Upon having the light turned on it, the beast retracted the tube-tongue, turned and offered a menacing growl, far deeper than a regular dog could manage. Enzo took a step back, fear overwhelming him for a moment. The dog shot forward with a surprising speed. That got things going. Enzo aimed and fired four times in quick succession. The first two shots missed, but the second pair took the dog-thing right in the face.

Its misshapen head split apart under the twin impacts and it as crashed to the ground, its stomach bursting open. A wealth of meat and muscle and tissue spilled out onto the deckplates. Enzo began coughing violently, stumbling back.


Fuck
!” he moaned.

The smell was so horrible he nearly threw up his sandwich. Once he was far enough away, he took a few deep breaths, willing his bile back down. What had it been
doing
? He thought about it, keeping a watchful eye out for more. It was gathering meat in its belly, which was obviously swollen with the putrid stuff. It must have been harvesting meat for the Nests. Enzo thought that made enough sense to fit together.

So he had a new kind now.

He considered the hideous dog-thing for a moment, searching for a name. It came to him suddenly: Harvester. Fit perfectly. He hoped he wouldn't be seeing many more of the smelly, disgusting things, but doubted his luck would hold.

He activated the radio. “Okay, Eve. I'm done, I think. And I ran into a fuck-ugly dog thing down here. How do I get up?”

A pause, then,
“unfortunately, the elevator that is supposed to run from the technician's living quarters to your level was taken out in all the fighting. I've managed to locate an emergency security hatch. I'm trying to hack it open, but I'm having trouble. Head that way and hopefully by the time you get there I'll be done.”
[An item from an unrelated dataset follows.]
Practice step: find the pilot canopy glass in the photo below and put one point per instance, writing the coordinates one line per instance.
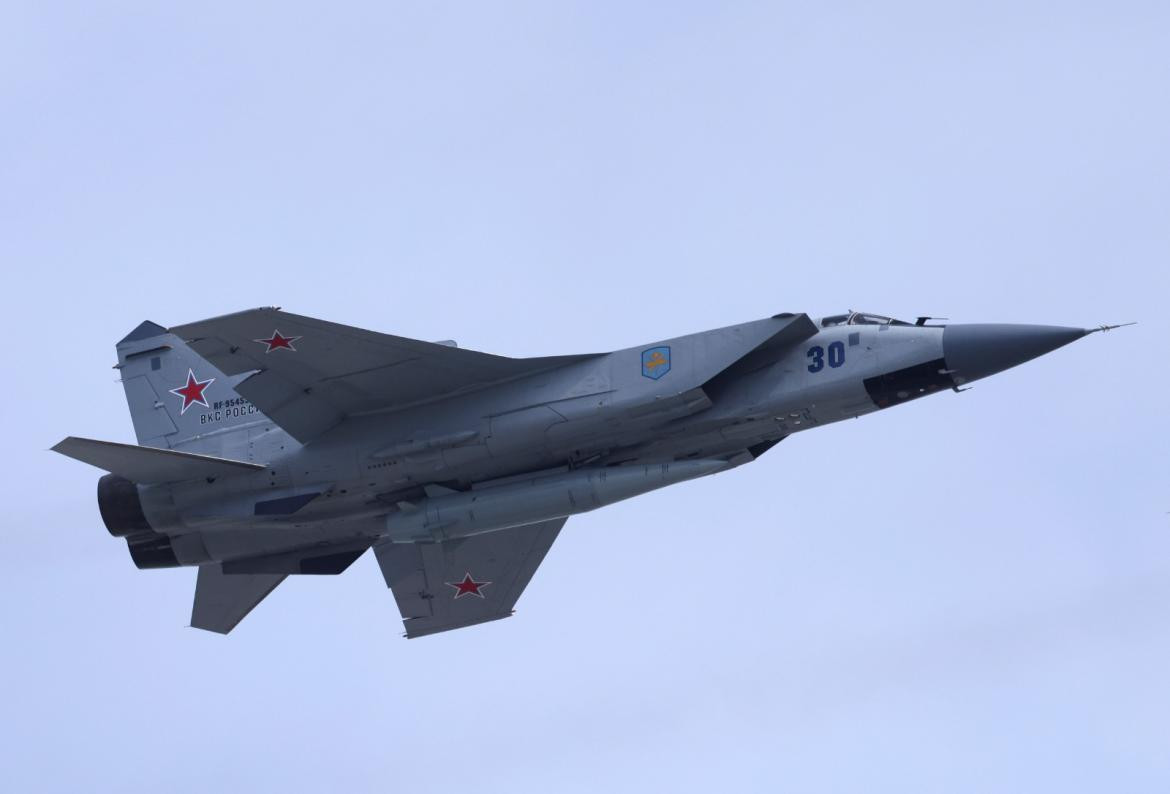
(860, 318)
“All right,” Enzo replied.

He jogged across the room to the security station he'd seen earlier. It was the only real place of interest on this level and he'd meant to check it out anyway. Security stations had guns, or at least ammo. He opened the door and stepped in, then frowned. The trio of gun lockers in the room were open and almost empty. Sighing, Enzo hurried across the room and checked them out. No guns, but there were still a pair of magazines for the pistol he was carrying in the bottom of one of them. Enzo pocketed them, then found the hatch Eve had mentioned.

“Hey, Eve...”

“Yeah, yeah, still no luck,”
she replied.

“I think I know why.”

“Why?”

“Because someone blew the damned thing open. I can get up and out. This will take me to the next level, right, not bypass it?”

“That's correct.”

“Good.” Enzo climbed up into the hatch, which led to a narrow tube ascending straight up. Nothing inside but a ladder and some red lights.

“Why?”

“Because I want a look at that spacecraft.”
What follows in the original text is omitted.